Every entity, fact, episode, and procedure belongs to exactly one namespace. All queries are scoped to one namespace. Cross-namespace retrieval is not supported. If the same real-world entity ("APIM") appears in two projects, it exists as two separate entity records. Hot-tier content is namespace-scoped. There is no global hot tier.

Namespaces are managed via full CRUD endpoints at /api/namespaces. Each namespace has configurable hot_tier_budget (default 500 tokens) and warm_tier_budget (default 3000 tokens). The compiler reads these budgets at query time.

This is restrictive by design. Cross-namespace features can be added later with explicit design, not as an accident of unscoped queries.

Memory Tiers

Hot memory is always injected. Warm memory is retrieved per-query. Cold tier is deferred.

TierBehaviorPromotionDemotion
HotAlways injected. ~500 token budget.Pinned by user, OR 5+ compilations in 14 daysUnpinned, OR not retrieved in 30 days, OR superseded
WarmRetrieved per-query. Default tier.Default state for all new memorySuperseded → archived. 90 days no access → archived.

• New facts always start warm. Never hot by default.

• Superseded facts cannot be hot.

• Procedures cannot be hot until ≥3 episodes, ≥7 days, confidence ≥0.8.

• Hot tier overflow demotes lowest-salience item.

Why PostgreSQL Only

One database. No sync. No drift.

Borg uses PostgreSQL for everything: relational data, vector search (pgvector), graph traversal (recursive CTEs), audit logging (pgAudit), and compliance. There is no external graph database. There is no separate vector store.

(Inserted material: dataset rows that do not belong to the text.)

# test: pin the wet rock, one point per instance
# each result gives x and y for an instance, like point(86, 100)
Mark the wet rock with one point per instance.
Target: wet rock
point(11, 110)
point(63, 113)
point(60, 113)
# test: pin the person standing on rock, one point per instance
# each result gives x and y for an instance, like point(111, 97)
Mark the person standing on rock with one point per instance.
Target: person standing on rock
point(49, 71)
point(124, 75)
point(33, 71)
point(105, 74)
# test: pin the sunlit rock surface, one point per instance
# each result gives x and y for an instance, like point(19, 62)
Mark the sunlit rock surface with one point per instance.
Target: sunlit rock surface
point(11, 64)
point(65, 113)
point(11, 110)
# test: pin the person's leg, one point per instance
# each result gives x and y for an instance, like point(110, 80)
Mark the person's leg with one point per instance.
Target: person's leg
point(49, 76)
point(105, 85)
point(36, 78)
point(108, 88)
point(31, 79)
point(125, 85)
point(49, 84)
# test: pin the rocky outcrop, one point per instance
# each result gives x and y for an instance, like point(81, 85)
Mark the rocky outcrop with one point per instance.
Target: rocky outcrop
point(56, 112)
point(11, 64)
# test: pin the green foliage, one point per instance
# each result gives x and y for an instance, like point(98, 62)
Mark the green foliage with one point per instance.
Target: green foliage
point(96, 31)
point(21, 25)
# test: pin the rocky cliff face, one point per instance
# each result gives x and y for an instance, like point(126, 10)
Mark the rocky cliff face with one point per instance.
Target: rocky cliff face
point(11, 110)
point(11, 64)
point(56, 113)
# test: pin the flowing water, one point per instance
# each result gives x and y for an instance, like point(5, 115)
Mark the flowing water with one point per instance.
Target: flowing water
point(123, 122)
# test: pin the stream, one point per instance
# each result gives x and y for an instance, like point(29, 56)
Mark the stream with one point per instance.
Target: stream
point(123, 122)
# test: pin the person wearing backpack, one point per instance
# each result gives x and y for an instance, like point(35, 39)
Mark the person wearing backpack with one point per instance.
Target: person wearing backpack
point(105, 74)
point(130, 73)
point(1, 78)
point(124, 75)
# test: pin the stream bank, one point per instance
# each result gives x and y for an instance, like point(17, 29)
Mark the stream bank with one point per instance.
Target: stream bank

The advantage is consistency. Delete a fact, and the embedding, the graph edges, and the audit trail all update in one transaction. There is no sync to drift. The MCP server calls stored procedures and passes back results. All the heavy lifting — scoring, graph traversal, hybrid retrieval — runs inside the database.

The trade-off is real: at very high scale, a dedicated graph database or vector store would likely outperform recursive CTEs and pgvector HNSW indexes. That's a future escape hatch, introduced only if a measured bottleneck appears first. For the expected volume (hundreds of entities, thousands of facts), PostgreSQL is the right call.

15 tables + 1 function. Runs on any PostgreSQL 14+ instance.